The SIMICA Project under the GA 807281, intends to place the Instituto de Medicina Molecular João Lobo Antunes (iMM), in Lisbon within the core of a European network of laboratories that seeks to produce cutting-edge research in the field of antibody-drug conjugates (ADCs).
Novel aqueous chemistries for the selective modification of proteins have been described in recent years and chemical protein modification has become a key instrument in chemical biology and the drug development process. It is commonly agreed that these tools will provide major insight into basic biology and enable the development of novel protein therapeutics with unprecedented properties. Fundamental biology, for instance, should benefit from facile methods for the preparation of posttranslationally-modified proteins. For the synthesis of protein conjugate therapeutics, modern methodologies may offer increased precision, improved linkage stabilities, and therapeutic efficiency. Nevertheless, conventional protein modification chemistries are still widely used. To deliver on these promises, it will be key to create chemical site-selective protein modification methodologies, which are widely available in an easily usable format.

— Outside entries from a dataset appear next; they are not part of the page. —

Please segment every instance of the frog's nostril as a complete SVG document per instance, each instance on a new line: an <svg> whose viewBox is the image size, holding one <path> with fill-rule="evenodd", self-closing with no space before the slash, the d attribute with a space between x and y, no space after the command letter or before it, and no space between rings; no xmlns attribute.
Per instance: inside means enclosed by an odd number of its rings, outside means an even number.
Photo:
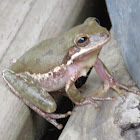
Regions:
<svg viewBox="0 0 140 140"><path fill-rule="evenodd" d="M109 37L110 35L109 35L109 33L100 33L100 37Z"/></svg>
<svg viewBox="0 0 140 140"><path fill-rule="evenodd" d="M107 34L106 34L106 37L107 37L107 38L108 38L108 37L110 37L110 34L109 34L109 33L107 33Z"/></svg>
<svg viewBox="0 0 140 140"><path fill-rule="evenodd" d="M105 36L105 33L100 33L100 37L103 37L103 36Z"/></svg>

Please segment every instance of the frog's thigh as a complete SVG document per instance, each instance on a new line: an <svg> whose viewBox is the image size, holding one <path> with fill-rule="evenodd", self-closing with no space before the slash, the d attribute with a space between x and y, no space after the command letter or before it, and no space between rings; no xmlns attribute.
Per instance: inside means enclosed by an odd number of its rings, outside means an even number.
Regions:
<svg viewBox="0 0 140 140"><path fill-rule="evenodd" d="M32 104L47 113L56 110L56 103L51 95L38 88L35 84L28 82L11 70L4 70L3 78L12 91L27 105Z"/></svg>
<svg viewBox="0 0 140 140"><path fill-rule="evenodd" d="M74 84L68 84L66 85L66 93L68 97L75 103L79 104L81 101L84 100L84 97L80 93L80 91L75 87Z"/></svg>

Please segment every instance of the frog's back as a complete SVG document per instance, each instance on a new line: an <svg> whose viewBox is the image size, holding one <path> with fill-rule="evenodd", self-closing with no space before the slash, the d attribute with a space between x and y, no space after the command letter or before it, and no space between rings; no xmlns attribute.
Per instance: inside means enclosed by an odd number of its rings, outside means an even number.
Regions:
<svg viewBox="0 0 140 140"><path fill-rule="evenodd" d="M67 47L61 45L61 41L58 43L57 38L40 42L23 54L10 69L17 73L44 73L65 63Z"/></svg>
<svg viewBox="0 0 140 140"><path fill-rule="evenodd" d="M49 70L65 64L69 48L74 44L74 38L79 34L81 25L63 33L61 36L44 40L24 53L10 69L16 73L46 73ZM76 29L76 30L75 30Z"/></svg>
<svg viewBox="0 0 140 140"><path fill-rule="evenodd" d="M74 39L78 34L95 34L100 31L103 31L103 28L93 18L88 18L83 24L72 28L68 32L35 45L23 54L10 69L16 73L25 71L46 73L67 62L68 51L74 46Z"/></svg>

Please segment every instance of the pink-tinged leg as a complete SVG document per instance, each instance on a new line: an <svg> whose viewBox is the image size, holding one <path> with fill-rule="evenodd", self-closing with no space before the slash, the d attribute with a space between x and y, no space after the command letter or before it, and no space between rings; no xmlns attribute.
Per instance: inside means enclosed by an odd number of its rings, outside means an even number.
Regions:
<svg viewBox="0 0 140 140"><path fill-rule="evenodd" d="M26 102L27 104L27 102ZM29 105L28 105L29 106ZM54 125L57 129L62 129L63 125L59 124L56 119L62 119L62 118L66 118L67 116L72 115L71 111L68 111L65 114L54 114L54 113L47 113L47 112L43 112L40 109L38 109L35 106L30 106L30 108L32 108L34 111L36 111L40 116L42 116L43 118L45 118L48 122L50 122L52 125Z"/></svg>
<svg viewBox="0 0 140 140"><path fill-rule="evenodd" d="M24 92L26 91L26 96L28 96L28 94L31 94L31 92L28 92L28 91L34 92L34 94L32 94L32 95L34 95L34 96L32 96L32 100L34 99L36 101L36 104L40 104L40 105L42 105L42 101L38 100L38 98L37 98L38 96L35 96L36 93L40 93L39 95L43 98L43 97L45 97L46 94L48 94L47 92L45 95L43 95L44 93L42 90L39 90L36 86L34 86L29 81L23 80L22 77L20 77L17 74L14 74L14 72L12 72L11 70L4 70L2 77L3 77L4 81L6 82L6 84L9 86L9 88L13 91L13 93L18 98L20 98L28 107L33 109L40 116L44 117L48 122L53 124L58 129L62 129L62 127L63 127L62 124L57 123L55 119L65 118L65 117L71 115L72 112L68 111L65 114L55 114L54 111L56 108L54 108L54 110L50 110L48 112L45 110L42 110L42 108L35 105L35 103L33 103L33 102L31 103L30 99L27 99L25 96L23 96L23 94L21 94L22 88L16 89L16 86L17 87L24 87L25 90L23 90L23 91ZM37 91L37 92L35 92L35 91ZM49 96L48 96L48 98L49 98ZM45 100L45 98L43 98L43 99ZM55 103L53 103L51 100L49 100L49 103L51 103L52 105L55 105ZM47 108L47 106L45 108Z"/></svg>
<svg viewBox="0 0 140 140"><path fill-rule="evenodd" d="M13 88L10 87L10 89L13 91ZM33 109L36 113L38 113L40 116L42 116L43 118L45 118L48 122L50 122L52 125L54 125L58 129L62 129L63 128L63 125L62 124L59 124L55 119L66 118L67 116L70 116L72 114L71 111L68 111L65 114L56 114L56 113L43 112L42 110L40 110L36 106L30 104L23 97L21 97L18 92L14 92L14 94L16 96L18 96L28 107L30 107L31 109Z"/></svg>
<svg viewBox="0 0 140 140"><path fill-rule="evenodd" d="M103 93L107 92L110 88L113 88L114 90L116 90L116 92L118 92L118 94L120 96L124 95L120 91L120 88L125 89L129 92L133 92L135 94L140 93L140 91L130 89L130 87L133 86L134 84L124 85L124 84L117 82L114 79L114 77L109 73L108 69L106 68L106 66L103 64L103 62L99 58L96 60L94 68L95 68L96 72L98 73L98 75L101 77L101 79L104 81L104 89L102 91L97 91L97 94L103 94Z"/></svg>
<svg viewBox="0 0 140 140"><path fill-rule="evenodd" d="M91 104L96 109L101 109L100 106L97 105L96 101L113 101L116 99L114 97L98 98L92 95L84 97L74 84L72 84L71 86L70 85L71 84L69 84L66 88L66 93L68 97L78 106Z"/></svg>
<svg viewBox="0 0 140 140"><path fill-rule="evenodd" d="M115 98L98 98L92 95L84 97L81 92L75 87L75 81L79 78L80 71L83 67L80 67L76 63L70 65L67 69L67 77L66 77L66 86L65 90L67 96L74 102L76 105L82 106L87 104L92 104L96 109L100 109L100 107L96 104L96 101L112 101Z"/></svg>

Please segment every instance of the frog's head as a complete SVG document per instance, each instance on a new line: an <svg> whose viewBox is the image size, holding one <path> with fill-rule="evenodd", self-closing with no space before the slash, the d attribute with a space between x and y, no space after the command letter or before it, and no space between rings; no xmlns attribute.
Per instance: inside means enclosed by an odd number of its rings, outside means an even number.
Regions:
<svg viewBox="0 0 140 140"><path fill-rule="evenodd" d="M107 29L101 27L92 17L75 27L74 31L74 45L69 50L69 63L92 52L99 53L102 46L110 39Z"/></svg>

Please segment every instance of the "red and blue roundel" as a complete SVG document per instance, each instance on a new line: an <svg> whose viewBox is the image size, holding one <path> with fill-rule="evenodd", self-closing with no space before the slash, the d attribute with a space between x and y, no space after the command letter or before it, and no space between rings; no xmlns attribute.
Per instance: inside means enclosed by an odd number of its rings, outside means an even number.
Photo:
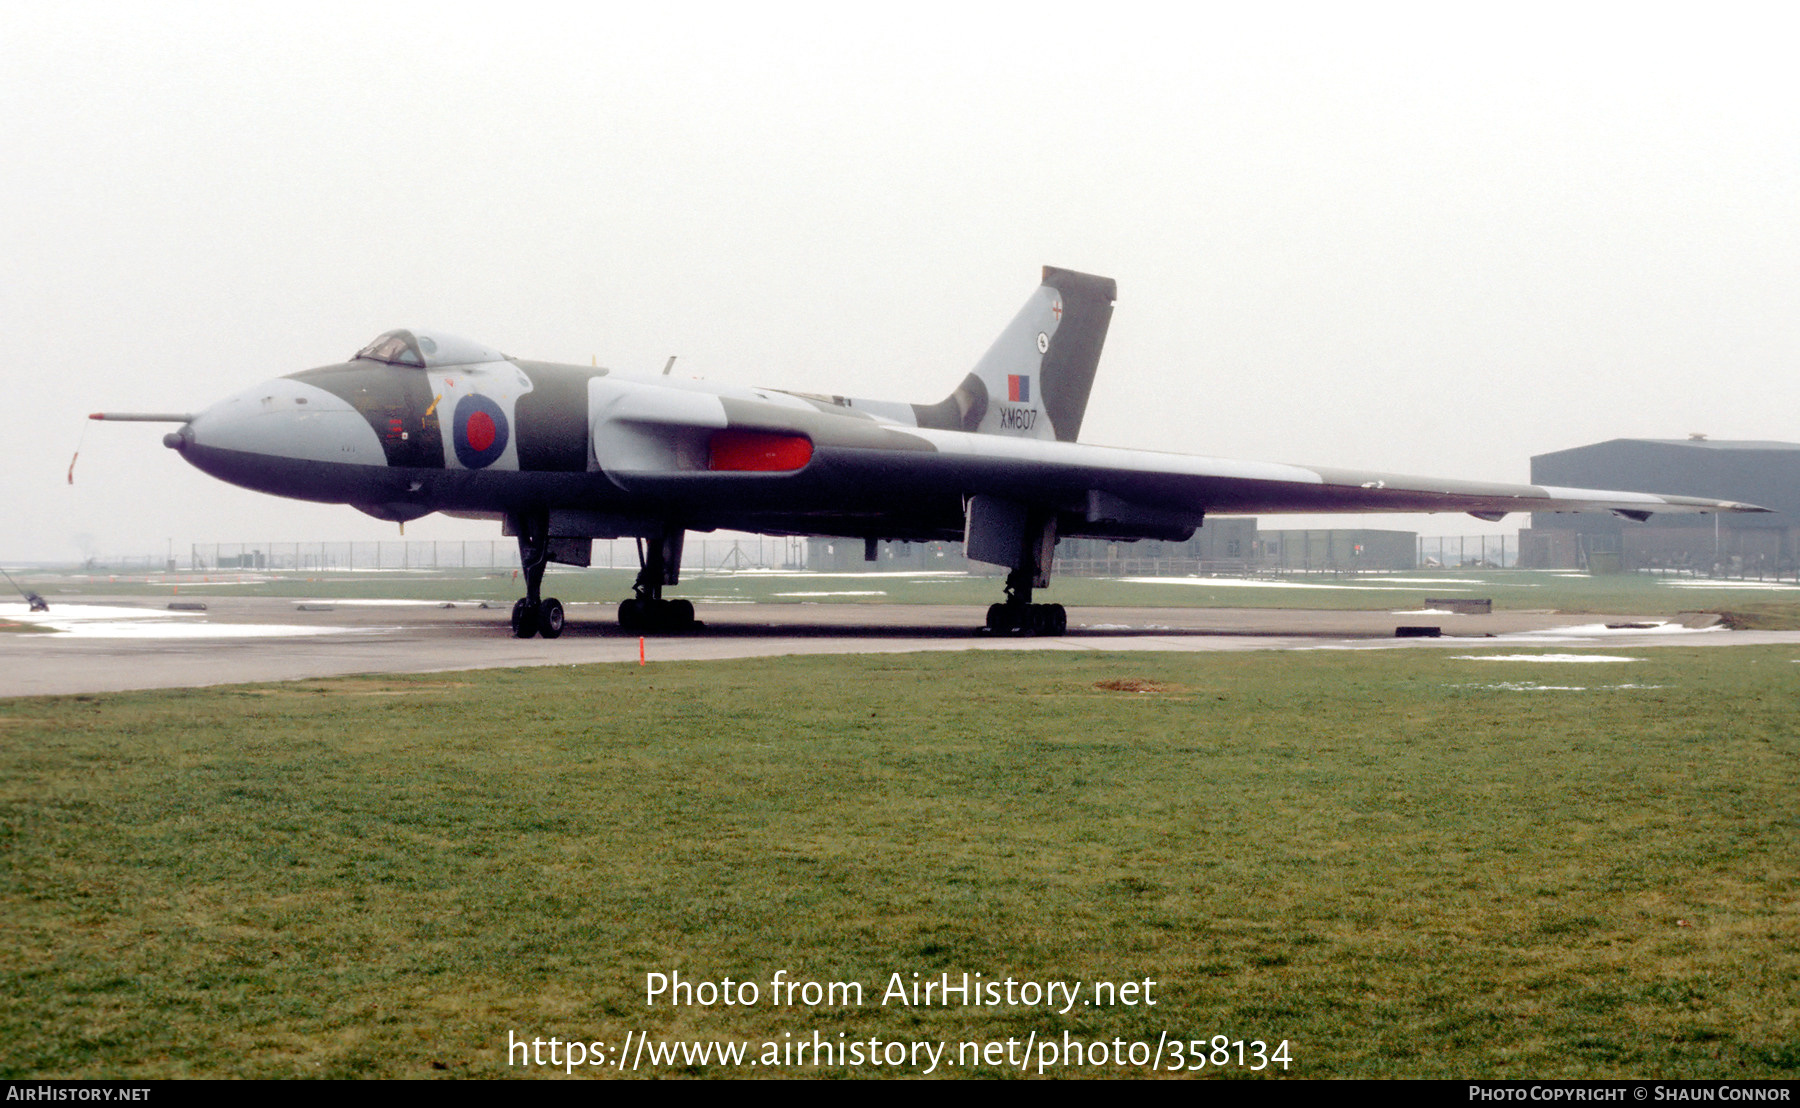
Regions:
<svg viewBox="0 0 1800 1108"><path fill-rule="evenodd" d="M485 396L469 395L456 402L456 460L468 469L483 469L506 453L506 413Z"/></svg>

Recently, the conjugation of monoclonal antibodies directed against tumour marker proteins with highly potent cytotoxic drugs has emerged as a powerful strategy to create antibodies with improved antitumoral potential towards malignant cells or even turn antibodies lacking any cytotoxic activity into potent antineoplastic agents. ADCs represent the fastest growing class of next-generation antibody therapeutics. Initially, ADCs relied on insufficient site-selective conjugation strategies to attach drugs to antibodies, which yielded a heterogeneous mixture of antibodies with different drug loading at different sites. It was soon found that both the number of drugs per antibody and the attachment site could have a profound effect on the pharmacokinetics, efficacy and toxicity of an ADC. Indeed, off-target toxicity is a pressing problem in the clinical development of ADCs.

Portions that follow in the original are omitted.